*In Arcus, several diffraction orders fall onto the same position on the detector and detected photons need to be assigned to a grating order based on the energy that the CCD determines (order-sorting). Because there are more orders and orders are closer together than in, e.g., Chandra/HETGS or XMM/RGS, orders actually overlap in energy. In this notebook, I give an overview how order sorting works, how exactly we can define the order-sorting regions for Arcus, and show that we can expect up to 20% contamination from other orders in an extracted spectrum.*

In [14]:

```
from nbtemplate import display_header, get_path
display_header('OrderSorting.ipynb', status='Arcus Probe')
```

Last revision in version control:

- Author: H. Moritz Günther hgunther@mit.edu
- commit bbf2c9206e2dbc2ea62cbc4c581c63cfe8a8a6a4
- Date: Wed Mar 1 10:26:07 2023 -0500

This document is git version controlled. The repository is available at https://github.com/hamogu/arcus. See git commit log for full revision history.

Code was last run with:

- MARXS ray-trace code version 1.3.dev109 (commit hash: 675e82d) (Date of dirty version: 20230228)
- ARCUS CALDB version 3bec96a (2023-02-15 18:14:20)

In Arcus, the CAT gratings disperse the light into different orders and it depends on the wavelength which order is the most efficient. The gratings are blazed, which means that the photons hit the grating bars at an angle (the blaze angle) and the photons are preferentially diffracted into orders close to the blaze angle. For the Arcus design, this means that we can cover many orders with a limited number of CCDs, because most of the photons are diffracted to the same area on the detector. On the other hand, we need to make use of the CCD energy resolution to decide which photon belongs to which order.

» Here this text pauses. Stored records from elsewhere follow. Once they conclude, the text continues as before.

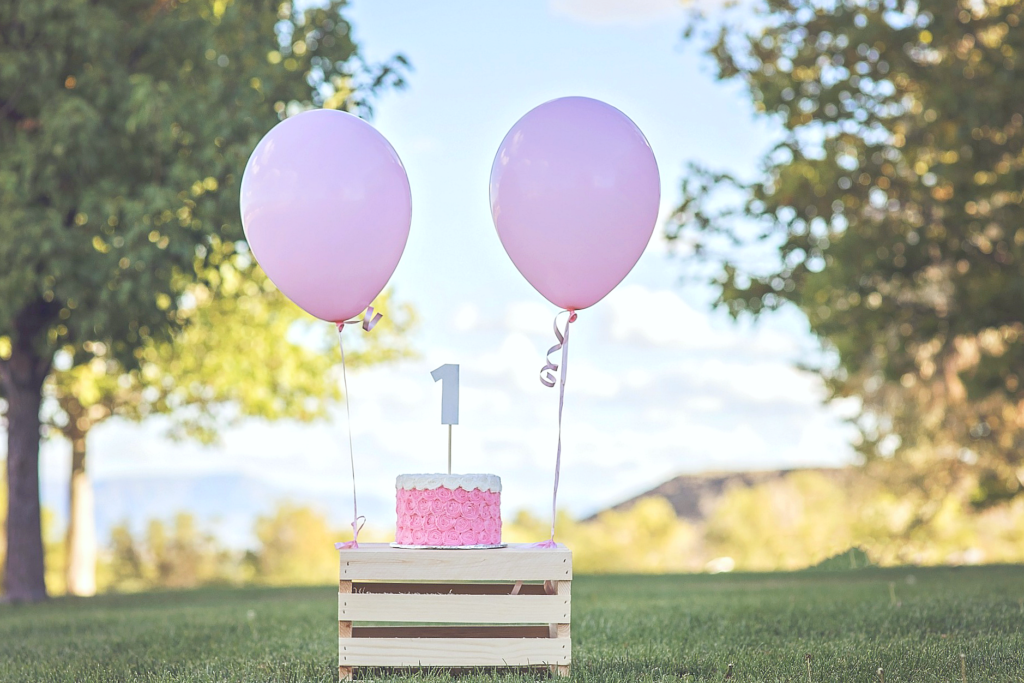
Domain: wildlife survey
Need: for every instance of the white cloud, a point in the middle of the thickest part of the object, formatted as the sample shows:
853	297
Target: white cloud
531	317
466	317
616	11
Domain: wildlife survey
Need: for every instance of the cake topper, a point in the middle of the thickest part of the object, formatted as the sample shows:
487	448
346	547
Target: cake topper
448	375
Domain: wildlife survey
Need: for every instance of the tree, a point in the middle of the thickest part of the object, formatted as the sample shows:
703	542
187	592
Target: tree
232	357
124	127
890	214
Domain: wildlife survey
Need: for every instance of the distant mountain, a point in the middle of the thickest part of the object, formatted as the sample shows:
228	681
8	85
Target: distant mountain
226	504
694	496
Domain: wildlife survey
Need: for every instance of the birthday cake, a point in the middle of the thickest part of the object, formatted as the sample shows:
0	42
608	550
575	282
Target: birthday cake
449	510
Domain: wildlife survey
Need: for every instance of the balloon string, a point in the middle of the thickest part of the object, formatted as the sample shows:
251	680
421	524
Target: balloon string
548	380
368	323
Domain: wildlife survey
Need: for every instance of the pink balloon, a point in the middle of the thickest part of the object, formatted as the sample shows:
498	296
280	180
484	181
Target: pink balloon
326	207
574	194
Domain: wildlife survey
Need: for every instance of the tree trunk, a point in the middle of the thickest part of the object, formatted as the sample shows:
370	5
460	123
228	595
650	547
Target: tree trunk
81	569
23	375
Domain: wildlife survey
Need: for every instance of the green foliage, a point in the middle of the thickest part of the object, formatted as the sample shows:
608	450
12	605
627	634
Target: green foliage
125	126
175	555
673	629
647	538
855	558
243	350
783	524
890	214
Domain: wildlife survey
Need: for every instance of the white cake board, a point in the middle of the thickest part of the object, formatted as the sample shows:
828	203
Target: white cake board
407	547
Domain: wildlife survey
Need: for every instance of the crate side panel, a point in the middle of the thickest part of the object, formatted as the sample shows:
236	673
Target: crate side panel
451	608
381	562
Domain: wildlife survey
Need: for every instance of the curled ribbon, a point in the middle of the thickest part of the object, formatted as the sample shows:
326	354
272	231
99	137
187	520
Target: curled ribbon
368	322
356	527
548	380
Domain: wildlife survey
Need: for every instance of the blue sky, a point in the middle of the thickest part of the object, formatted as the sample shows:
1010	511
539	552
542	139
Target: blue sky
659	383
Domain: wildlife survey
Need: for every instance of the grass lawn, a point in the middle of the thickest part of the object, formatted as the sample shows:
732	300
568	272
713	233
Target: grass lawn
914	624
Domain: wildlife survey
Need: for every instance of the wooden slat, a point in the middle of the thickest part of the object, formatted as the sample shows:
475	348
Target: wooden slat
453	651
458	589
450	632
454	608
378	561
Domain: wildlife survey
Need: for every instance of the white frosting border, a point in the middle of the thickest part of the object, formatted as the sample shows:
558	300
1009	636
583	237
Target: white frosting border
491	482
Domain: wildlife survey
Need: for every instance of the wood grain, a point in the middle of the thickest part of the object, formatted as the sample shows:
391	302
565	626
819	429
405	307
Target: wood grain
459	589
449	608
516	562
450	632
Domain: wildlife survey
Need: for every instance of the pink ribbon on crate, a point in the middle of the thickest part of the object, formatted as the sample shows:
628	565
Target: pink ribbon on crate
368	322
548	380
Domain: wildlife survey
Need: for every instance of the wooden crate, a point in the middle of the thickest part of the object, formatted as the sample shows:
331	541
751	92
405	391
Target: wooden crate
454	608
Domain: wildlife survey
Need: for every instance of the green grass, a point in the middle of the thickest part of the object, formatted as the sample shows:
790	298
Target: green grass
914	624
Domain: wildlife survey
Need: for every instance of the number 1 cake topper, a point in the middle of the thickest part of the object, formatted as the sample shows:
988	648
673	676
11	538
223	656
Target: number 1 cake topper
448	375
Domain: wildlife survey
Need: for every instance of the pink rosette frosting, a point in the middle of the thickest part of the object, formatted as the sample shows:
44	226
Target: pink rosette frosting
445	516
422	505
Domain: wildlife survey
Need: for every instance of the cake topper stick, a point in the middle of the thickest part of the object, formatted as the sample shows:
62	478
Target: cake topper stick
450	398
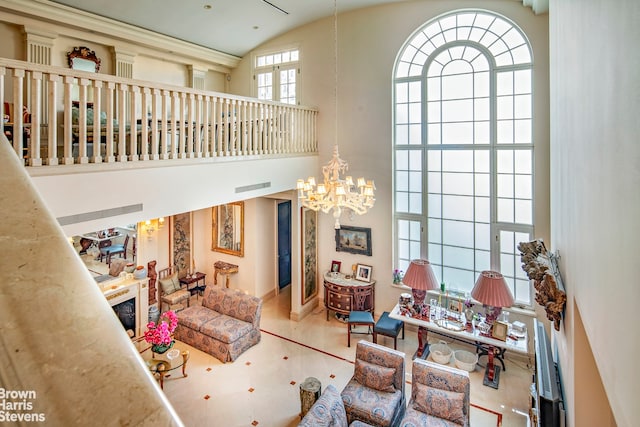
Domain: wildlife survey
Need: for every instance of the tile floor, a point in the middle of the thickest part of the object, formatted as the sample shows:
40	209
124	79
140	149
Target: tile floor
261	388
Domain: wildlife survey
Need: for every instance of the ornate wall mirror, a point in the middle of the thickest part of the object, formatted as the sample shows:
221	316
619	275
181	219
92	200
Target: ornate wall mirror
83	59
228	228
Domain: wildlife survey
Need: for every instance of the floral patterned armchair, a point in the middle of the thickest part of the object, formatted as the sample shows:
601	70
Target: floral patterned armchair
439	396
375	393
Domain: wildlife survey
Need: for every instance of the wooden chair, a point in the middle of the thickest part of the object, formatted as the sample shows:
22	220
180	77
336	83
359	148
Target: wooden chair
171	291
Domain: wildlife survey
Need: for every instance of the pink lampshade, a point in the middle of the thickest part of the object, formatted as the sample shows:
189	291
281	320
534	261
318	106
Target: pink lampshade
420	276
491	289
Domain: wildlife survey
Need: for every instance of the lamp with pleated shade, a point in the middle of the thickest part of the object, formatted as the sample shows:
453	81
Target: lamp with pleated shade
420	278
493	292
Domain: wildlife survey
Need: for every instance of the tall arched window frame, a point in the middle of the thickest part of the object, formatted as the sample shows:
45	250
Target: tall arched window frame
463	149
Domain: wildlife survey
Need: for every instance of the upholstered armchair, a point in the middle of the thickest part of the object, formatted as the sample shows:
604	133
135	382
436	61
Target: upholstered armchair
375	393
439	396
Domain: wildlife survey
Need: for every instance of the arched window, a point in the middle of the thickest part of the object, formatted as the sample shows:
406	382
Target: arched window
463	149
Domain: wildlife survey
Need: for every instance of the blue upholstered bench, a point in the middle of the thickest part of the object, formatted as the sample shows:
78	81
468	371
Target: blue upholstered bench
359	318
388	327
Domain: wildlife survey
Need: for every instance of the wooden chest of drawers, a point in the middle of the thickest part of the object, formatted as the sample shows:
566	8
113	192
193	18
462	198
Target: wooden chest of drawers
344	295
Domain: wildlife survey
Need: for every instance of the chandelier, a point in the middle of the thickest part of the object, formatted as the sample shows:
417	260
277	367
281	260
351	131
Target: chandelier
336	192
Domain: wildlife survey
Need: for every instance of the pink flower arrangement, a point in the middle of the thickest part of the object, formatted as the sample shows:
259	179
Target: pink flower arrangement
160	333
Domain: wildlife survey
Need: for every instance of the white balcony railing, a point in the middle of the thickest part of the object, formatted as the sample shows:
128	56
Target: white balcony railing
59	116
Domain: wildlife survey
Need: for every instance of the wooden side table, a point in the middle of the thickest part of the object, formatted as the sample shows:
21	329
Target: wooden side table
194	278
223	268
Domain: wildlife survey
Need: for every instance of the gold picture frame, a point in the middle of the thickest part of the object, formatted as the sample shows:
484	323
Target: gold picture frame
499	330
227	224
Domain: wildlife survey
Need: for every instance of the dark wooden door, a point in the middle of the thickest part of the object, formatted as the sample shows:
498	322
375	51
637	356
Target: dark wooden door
284	244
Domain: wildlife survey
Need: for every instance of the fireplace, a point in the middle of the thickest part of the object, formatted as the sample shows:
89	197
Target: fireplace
129	299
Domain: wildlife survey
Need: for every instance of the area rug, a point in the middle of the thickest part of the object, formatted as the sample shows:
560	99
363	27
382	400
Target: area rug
261	388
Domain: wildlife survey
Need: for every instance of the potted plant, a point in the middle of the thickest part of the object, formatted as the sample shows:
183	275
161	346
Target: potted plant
159	334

In principle, this is the same process as for Chandra/HETG or XMM/RGS, except that Arcus has more orders and they are close together in energy, which means that photons from one order will sometimes be errornously be detected as photons from a different order and thus appear at the wrong wavelength in the extracted spectrum.

How bad exactly contamination from neighbouring orders is depends on the science goal and the spectrum of the sources. Detailed simulations are the best way to answer that question. The purpose of this notebook is to conceptually explain what's going on.

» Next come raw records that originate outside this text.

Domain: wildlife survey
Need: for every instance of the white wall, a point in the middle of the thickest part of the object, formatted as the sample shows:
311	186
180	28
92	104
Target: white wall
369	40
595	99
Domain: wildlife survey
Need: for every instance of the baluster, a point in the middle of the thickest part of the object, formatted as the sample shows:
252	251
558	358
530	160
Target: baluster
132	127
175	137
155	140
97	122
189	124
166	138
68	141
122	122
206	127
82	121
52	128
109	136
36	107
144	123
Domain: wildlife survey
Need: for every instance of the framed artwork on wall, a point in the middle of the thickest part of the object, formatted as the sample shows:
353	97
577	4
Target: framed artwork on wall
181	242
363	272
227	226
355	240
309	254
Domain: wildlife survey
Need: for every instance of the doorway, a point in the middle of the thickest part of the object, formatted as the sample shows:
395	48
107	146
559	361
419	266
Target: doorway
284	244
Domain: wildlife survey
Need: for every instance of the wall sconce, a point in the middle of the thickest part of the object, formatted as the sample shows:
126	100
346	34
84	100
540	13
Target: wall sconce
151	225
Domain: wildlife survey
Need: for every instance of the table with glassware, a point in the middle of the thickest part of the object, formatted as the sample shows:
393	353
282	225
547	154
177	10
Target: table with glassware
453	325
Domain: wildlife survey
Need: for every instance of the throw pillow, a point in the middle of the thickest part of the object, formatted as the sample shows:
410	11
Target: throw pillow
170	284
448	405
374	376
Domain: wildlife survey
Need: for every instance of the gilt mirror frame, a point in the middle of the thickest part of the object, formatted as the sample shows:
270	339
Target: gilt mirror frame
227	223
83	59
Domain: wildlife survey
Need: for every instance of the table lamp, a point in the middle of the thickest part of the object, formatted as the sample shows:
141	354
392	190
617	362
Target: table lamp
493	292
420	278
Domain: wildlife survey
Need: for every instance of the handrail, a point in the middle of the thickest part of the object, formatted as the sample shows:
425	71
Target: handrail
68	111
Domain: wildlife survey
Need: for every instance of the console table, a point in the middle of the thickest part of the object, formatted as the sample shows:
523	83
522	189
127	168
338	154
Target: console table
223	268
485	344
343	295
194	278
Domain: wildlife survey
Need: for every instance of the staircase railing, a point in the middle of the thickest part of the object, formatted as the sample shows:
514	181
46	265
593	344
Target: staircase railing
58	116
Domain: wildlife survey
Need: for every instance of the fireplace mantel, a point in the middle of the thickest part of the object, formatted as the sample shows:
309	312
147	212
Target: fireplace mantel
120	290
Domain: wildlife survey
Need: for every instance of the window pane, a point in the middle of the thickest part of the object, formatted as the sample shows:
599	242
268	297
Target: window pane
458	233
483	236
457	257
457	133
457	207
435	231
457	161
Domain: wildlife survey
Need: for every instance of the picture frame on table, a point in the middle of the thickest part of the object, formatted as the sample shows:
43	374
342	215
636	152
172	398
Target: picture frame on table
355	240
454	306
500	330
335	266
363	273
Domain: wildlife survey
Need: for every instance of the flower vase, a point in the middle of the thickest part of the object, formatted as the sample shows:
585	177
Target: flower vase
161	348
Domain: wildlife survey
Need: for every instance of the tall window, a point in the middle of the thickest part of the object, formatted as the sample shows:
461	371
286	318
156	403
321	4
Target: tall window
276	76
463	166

In general, contamination due to insufficient order-sorting is not a problem for the study of emission lines. For example, to get a radial-velocity curve of a coronal source, we only need to measure the position of one or a few strong emission lines. We roughly know where to look for those lines and might, for example, choose to study the O VIII line at 18.97 Å. We will be able to identify this particular line in order -5 even if the order shows a few weaker lines that should not be there. For example the O VII resonance line at 21.45 Å in order -4 will also contribute some photons to order -5, where they would be interpreted as $21.45 * 4/5=17.16$ Å photons. (The grating equation is $m\lambda = d \sin\theta$. At a given position on the detector, i.e. given $\theta$ we need to know $m$ to assign the true wavelength. If we use $m=5$ instead of $m=4$ because of insufficient order-sorting, we will find the O VII line at a position that we associate with 17.16 Å.)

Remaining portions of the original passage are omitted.